What is Counter Conditioning and How Does It Work?

Counter conditioning is a process by which we work to change our dog’s conditioned emotional response (CER) to a stimulus or situation.  For example, if a dog freezes at the sight of a moving vehicle, his conditioned emotional response is fear. Freezing is the resulting behavior.  At the sight of an oncoming dog, many others display behaviors indicative of an increase in arousal level.  This CER may be fear-based or unmodulated excitement.  Behavior improvements come about with a program of counter conditioning, working within an individual dog’s thresholds of duration, distance, and intensity.  This approach addresses the cause of the behavior rather than repressing it through punishment.  When we determine the emotions behind our dogs’ problem behaviors, then we are truly moving to resolve them.

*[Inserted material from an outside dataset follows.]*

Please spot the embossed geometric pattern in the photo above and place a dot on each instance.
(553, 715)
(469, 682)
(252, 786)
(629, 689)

Transformations occur which means a better life for us and our dogs.

Counter conditioning is achieved using a collection of positive reinforcement tools and techniques.  Protocols are set up in a way that the dog CAN display calm and desirable behaviors in the presence of a disturbing stimulus/situation.  Behaviors that we want to reinforce.  Here are preliminary considerations:

  • Identify triggers and the frequency/intensity of behavioral responses.

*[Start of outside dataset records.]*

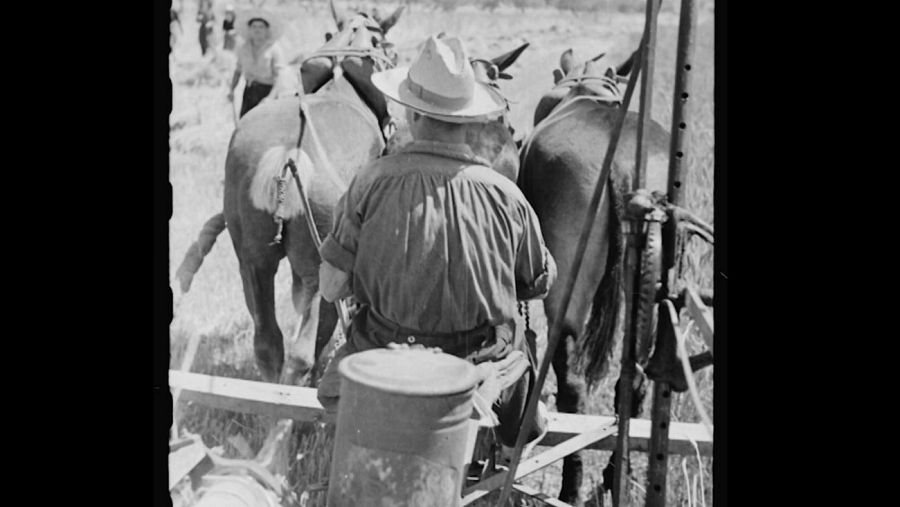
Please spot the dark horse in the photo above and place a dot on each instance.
(561, 162)
(340, 112)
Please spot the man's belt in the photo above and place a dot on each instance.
(378, 323)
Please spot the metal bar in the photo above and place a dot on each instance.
(659, 442)
(687, 27)
(644, 118)
(662, 392)
(576, 266)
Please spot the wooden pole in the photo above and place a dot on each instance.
(634, 245)
(652, 11)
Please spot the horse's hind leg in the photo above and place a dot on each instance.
(258, 276)
(570, 399)
(328, 319)
(301, 348)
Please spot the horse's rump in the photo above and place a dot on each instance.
(340, 135)
(561, 162)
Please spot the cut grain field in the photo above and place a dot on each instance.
(201, 123)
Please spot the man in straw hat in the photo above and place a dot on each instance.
(434, 244)
(259, 59)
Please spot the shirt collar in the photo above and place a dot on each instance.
(448, 150)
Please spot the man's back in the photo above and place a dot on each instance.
(446, 240)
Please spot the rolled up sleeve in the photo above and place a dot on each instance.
(339, 247)
(535, 267)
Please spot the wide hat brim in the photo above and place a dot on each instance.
(485, 104)
(276, 27)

  • Set up a management plan to prevent continued rehearsal.
  • Observe the earliest hints of discomfort in the presence of the troublesome situation.
  • Determine your dog’s thresholds of duration and distance where he can no longer tolerate the stimulus.

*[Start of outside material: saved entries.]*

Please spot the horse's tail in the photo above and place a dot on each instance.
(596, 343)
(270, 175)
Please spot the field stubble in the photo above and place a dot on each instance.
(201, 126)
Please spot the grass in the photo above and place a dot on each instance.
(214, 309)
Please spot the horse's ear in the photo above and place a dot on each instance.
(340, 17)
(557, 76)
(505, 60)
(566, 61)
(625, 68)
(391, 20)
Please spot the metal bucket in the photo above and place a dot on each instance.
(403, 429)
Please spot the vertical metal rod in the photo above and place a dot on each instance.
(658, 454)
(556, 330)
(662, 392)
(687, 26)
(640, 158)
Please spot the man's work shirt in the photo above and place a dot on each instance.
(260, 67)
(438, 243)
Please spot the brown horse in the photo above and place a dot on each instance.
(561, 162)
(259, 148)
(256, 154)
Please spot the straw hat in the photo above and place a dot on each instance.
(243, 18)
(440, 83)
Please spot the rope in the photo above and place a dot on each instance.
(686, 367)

  • Be prepared to give your dog agency – choice and control.  Avoid forcing him to confront what he doesn’t like or have skills to cope with yet.
  • Work SLOWLY, always listening to what your dog is telling you and respecting his preferences. 
  • Connection, cooperation, and patience are the keys to successful counter conditioning. Behavior performance is not always on our timetable. 

Applications for counter conditioning work range from greeting new people, to sharing home space with another animal, to coping with the commotion of family gatherings.  Successful outcomes happen when we “see” what our dogs are communicating and learn to effectively engage in that “conversation” to support them through the rough patches.